Step 3 — Mask Signals with a Surgical Extension

If you use a Chromium-based browser (such as Edge or Chrome) and want an extra layer without giving up ads, you can add an extension that alters only the signals used for fingerprinting while leaving the rest of the page untouched.

  • Canvas Blocker / Canvas Fingerprint Defender — in "fake" mode it does not block anything, but it alters the values returned by canvas and related APIs so that no stable fingerprint can be derived. Available for Firefox, Chrome, and Edge. Does not interfere with ad loading.
  • Privacy Badger (EFF) — learns automatically to recognise invisible trackers, including some fingerprinters, in a targeted way.

The golden rule: use one protection per signal type. Stacking, for example, Canvas Blocker on top of Firefox's native resistFingerprinting for the same vector can cause slowdowns and — once again — make you more recognisable.

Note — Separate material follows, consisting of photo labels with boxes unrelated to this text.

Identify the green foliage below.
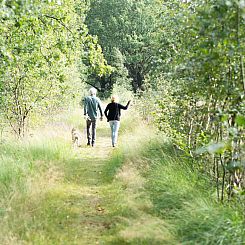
[0,0,111,137]
[140,0,245,201]
[86,0,161,90]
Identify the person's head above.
[89,88,97,95]
[111,95,119,103]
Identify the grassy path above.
[0,116,174,245]
[0,113,245,245]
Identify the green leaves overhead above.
[86,0,162,90]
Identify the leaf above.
[226,161,244,172]
[207,142,227,154]
[235,115,245,127]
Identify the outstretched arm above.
[98,102,103,117]
[84,98,88,116]
[118,100,131,110]
[104,105,109,118]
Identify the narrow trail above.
[37,137,116,244]
[4,117,178,245]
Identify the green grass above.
[0,110,244,245]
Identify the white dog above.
[71,128,82,147]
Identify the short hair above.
[111,95,119,102]
[89,88,97,95]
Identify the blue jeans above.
[87,120,96,145]
[109,120,120,146]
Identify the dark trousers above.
[87,120,96,144]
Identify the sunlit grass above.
[0,109,244,245]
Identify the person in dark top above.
[84,88,103,146]
[105,95,130,147]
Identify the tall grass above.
[100,110,245,245]
[0,108,82,244]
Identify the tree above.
[86,0,161,91]
[0,0,110,137]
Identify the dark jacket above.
[105,101,130,122]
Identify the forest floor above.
[0,108,243,245]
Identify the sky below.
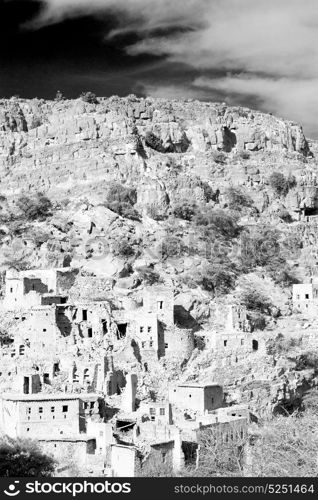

If your browser already has native protection (Firefox, Safari), you often do not need the extension at all.

Will These Extensions Hold Up Against Google's New Techniques?

That is the right question, and the honest answer is: they help, but alone they are not enough — for two reasons.

First, an extension that spoofs the canvas covers that vector (and little else), while modern fingerprinting combines many signals. Second, and more importantly, Google's update relies heavily on the IP address: no canvas extension reaches that layer. Furthermore, the native browser protection (Firefox, Safari) tends to be more comprehensive and harder to detect than a third-party extension, because it covers more vectors and is shared by a large pool of users.

The combination that is genuinely robust — and compatible with ads — is therefore: a browser with native protection (Firefox or Safari) + refusal of personalisation at the consent banner + IP management (the next step). A canvas extension is a useful reinforcement if you stay on Edge or Chrome, not the foundation.

Step 4 — Manage Your IP Address (Also Without Blocking Ads)

The IP address is the other half of the problem, and it is at the heart of Google's new data-use policy. On its own it is a weak identifier — especially behind a CGNAT, where many users share the same IP — but combined with a fingerprint it becomes powerful. The following solutions operate at this level without blocking ads:

  • A trustworthy VPN replaces your real IP. Remember: it changes the IP but not your browser fingerprint, so it should be combined with the steps above.
  • Apple's iCloud Private Relay masks the IP for Safari traffic for iCloud+ subscribers.
  • Enable DNS over HTTPS in your browser to reduce what your internet provider can observe.

Check Your Exposure

Free, neutral tools to measure how recognisable you currently are:

  • Cover Your Tracks (Electronic Frontier Foundation) — shows whether your fingerprint is unique.
  • AmIUnique — analyses in detail the signals your browser exposes.
  • PrivacyTests.org — compares browsers across dozens of privacy criteria.

An Honest Note

No measure offers total protection: fingerprinting is an arms race. The realistic goal is not invisibility but a meaningful reduction in your trackability by layering multiple defences — a browser with native protection, refusal of personalisation, IP management — and doing all of this without needing to stop supporting the sites you value. Those who want maximum protection do have more radical tools available, at the cost of blocking every ad: that is a legitimate choice, but an unnecessary one for most people.

Privacy does not have to be an all-or-nothing switch. You can protect yourself and keep a web of independent voices alive. Done thoughtfully, the two goals are not in contradiction.